Should any of us be sitting on our devices right now worried about a celebrity relationship gone awry? Do we dare pick sides and fight to the end protecting a complete stranger we somehow feel a weird kinship to? Does any of it fucking matter?

Quick answer: No. But Justin Bieber having a teenage tantrum over his ex-girlfriend throwing shade at his new girlfriend is a huge deal regardless of how much we need to care about it. Because for whatever reason, Bieber cancelled his Instagram account a few days ago — a move that’s going to cost a few people millions of dollars.

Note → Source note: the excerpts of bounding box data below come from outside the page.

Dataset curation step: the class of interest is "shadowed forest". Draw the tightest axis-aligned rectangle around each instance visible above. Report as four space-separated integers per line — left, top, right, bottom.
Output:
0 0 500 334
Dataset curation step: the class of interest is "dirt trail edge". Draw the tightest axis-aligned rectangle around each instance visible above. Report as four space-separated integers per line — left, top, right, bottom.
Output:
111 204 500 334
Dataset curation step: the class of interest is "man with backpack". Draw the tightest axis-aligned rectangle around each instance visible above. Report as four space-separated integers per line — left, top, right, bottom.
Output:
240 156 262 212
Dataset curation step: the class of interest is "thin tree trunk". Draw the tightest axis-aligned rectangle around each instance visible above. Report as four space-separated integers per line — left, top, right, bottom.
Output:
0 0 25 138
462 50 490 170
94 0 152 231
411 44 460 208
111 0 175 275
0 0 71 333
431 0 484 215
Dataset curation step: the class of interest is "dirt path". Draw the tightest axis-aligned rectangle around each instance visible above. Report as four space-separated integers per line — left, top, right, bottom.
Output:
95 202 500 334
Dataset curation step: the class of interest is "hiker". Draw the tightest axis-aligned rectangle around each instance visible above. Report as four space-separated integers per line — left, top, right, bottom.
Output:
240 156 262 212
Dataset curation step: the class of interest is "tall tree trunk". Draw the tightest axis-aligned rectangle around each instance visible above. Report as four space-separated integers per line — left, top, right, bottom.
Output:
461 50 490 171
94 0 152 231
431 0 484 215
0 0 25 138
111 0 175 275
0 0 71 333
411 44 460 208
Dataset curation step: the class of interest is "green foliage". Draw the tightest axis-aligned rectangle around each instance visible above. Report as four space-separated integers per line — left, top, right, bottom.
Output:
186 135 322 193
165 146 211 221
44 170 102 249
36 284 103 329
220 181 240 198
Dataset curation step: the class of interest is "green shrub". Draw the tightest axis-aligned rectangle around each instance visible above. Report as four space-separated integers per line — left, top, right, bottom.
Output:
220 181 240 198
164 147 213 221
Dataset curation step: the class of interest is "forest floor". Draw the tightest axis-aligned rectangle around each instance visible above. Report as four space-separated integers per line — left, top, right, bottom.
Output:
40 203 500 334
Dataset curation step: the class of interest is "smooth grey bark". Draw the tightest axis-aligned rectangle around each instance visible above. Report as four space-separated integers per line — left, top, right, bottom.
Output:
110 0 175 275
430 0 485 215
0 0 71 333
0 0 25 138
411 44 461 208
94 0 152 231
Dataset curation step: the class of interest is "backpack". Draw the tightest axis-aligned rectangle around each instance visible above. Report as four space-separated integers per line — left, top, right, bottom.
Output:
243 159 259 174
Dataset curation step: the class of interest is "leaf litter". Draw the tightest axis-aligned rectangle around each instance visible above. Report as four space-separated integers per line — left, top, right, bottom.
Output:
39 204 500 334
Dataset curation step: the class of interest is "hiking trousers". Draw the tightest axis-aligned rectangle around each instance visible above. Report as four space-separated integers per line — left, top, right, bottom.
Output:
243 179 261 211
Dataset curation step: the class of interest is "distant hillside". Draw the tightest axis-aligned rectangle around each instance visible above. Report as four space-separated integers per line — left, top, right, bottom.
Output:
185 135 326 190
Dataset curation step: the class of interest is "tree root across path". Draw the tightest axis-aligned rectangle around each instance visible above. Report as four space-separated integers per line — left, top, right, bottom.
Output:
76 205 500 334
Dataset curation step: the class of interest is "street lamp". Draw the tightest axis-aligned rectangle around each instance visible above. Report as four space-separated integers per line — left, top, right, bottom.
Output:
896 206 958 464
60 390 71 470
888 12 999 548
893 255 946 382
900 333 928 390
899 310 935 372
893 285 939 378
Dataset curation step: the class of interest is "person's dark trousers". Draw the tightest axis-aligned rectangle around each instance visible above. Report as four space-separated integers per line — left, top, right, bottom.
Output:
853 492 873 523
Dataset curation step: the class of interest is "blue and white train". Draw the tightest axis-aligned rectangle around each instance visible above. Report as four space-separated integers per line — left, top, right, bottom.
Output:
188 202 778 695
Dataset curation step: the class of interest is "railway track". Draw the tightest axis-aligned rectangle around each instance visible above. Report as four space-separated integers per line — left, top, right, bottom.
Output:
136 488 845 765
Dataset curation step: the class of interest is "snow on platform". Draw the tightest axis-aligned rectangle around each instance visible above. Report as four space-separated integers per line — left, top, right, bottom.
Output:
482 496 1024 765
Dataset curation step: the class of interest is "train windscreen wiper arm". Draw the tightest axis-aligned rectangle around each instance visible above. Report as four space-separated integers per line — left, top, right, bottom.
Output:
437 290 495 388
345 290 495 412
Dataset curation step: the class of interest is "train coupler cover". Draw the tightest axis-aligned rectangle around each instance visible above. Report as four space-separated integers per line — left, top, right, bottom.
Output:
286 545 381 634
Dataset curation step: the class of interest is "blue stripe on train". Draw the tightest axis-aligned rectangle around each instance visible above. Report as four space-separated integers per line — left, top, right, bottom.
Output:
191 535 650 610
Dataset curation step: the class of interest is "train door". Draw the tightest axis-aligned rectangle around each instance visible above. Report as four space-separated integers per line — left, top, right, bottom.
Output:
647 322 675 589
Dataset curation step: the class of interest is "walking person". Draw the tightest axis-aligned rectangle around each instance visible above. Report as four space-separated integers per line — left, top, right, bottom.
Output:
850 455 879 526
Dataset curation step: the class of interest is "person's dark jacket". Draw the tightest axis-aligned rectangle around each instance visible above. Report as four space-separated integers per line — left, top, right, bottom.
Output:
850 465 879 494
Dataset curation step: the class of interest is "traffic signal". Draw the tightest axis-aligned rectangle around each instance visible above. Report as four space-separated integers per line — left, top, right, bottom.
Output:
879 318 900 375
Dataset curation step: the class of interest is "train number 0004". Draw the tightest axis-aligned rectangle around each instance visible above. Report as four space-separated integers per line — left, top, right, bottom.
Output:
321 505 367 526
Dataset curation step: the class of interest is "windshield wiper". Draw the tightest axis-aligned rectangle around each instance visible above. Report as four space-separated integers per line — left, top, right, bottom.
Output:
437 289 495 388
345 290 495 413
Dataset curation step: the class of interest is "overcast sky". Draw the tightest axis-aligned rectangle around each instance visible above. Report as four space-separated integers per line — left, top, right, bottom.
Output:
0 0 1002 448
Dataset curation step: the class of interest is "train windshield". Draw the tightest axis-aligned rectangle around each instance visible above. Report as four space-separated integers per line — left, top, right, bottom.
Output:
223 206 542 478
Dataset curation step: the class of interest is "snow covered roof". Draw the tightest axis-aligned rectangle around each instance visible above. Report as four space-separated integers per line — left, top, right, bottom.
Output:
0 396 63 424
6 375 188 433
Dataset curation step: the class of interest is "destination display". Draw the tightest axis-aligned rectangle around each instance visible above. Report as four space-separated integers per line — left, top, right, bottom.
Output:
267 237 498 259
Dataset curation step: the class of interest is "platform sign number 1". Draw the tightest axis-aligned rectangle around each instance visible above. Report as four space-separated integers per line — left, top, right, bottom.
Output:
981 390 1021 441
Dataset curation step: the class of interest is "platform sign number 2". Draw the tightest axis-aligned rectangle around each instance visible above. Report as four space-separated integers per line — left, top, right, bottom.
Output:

We don’t really need to get into the 'why' of his actions, do we? Dude posts a photo of himself with new girlfriend, old girlfriend goes in on him in the comments with the support of millions of other teenagers who haven’t grown a filter yet. Dude deletes Instagram. End of story.

Except, when Bieber canceled his Instagram, he erased an account with 77 million followers. With that kind of marketing firepower (albeit, most of it riding on his brand), Bieber could probably see anywhere from $100,000 to $300,000 per post if he builds the right contract around product placement. Forget his other social media pages, this is potentially a massive dip into his earnings.

Nevermind he’s worth $200 million right now and can afford to lose something like this, unlike the rest of us. That’s not the point.

But it isn’t just Justin Bieber that’s losing out. There isn’t any way a kid from Canada could build up a brand this big without a bunch of help from faceless people in the industry. He has fees for these people, and lots of them. He pays them with money he makes from whatever lines of revenue he has coming in. Checks aren’t going to bounce, but people, we’re sure, are pissed.

And then there’s Facebook, which owns Instagram. Bieber was one of the top accounts it had on the site, something admittedly still struggling to try and keep up with Snapchat’s popularity. The global behemoth just lost a valuable asset, and could very easily see a chunk of users bail on the service to somewhere else where they can find posts from their favorite artists.

So it’s not necessarily whom that’s important. It’s the why. Eventually, places like Facebook are going to become the prehistoric relics they once fought so hard to uproot. It will become uncool, and face a real world problem of luring in younger generations to continue its own revenue stream. Investors expect to make millions off of this thing on a consistent basis, once that stops, so too does investing, and the slow decline into irrelevancy (Hi, MySpace!).

Bieber won’t derail Instagram (not to mention Facebook), he alone can’t. But myriad actions like this have the potential to do so. For him, it was an online tantrum we’ve all wanted to do a time or two in our own lifetimes. For business, it’s a rude awakening to how fragile this new world really is.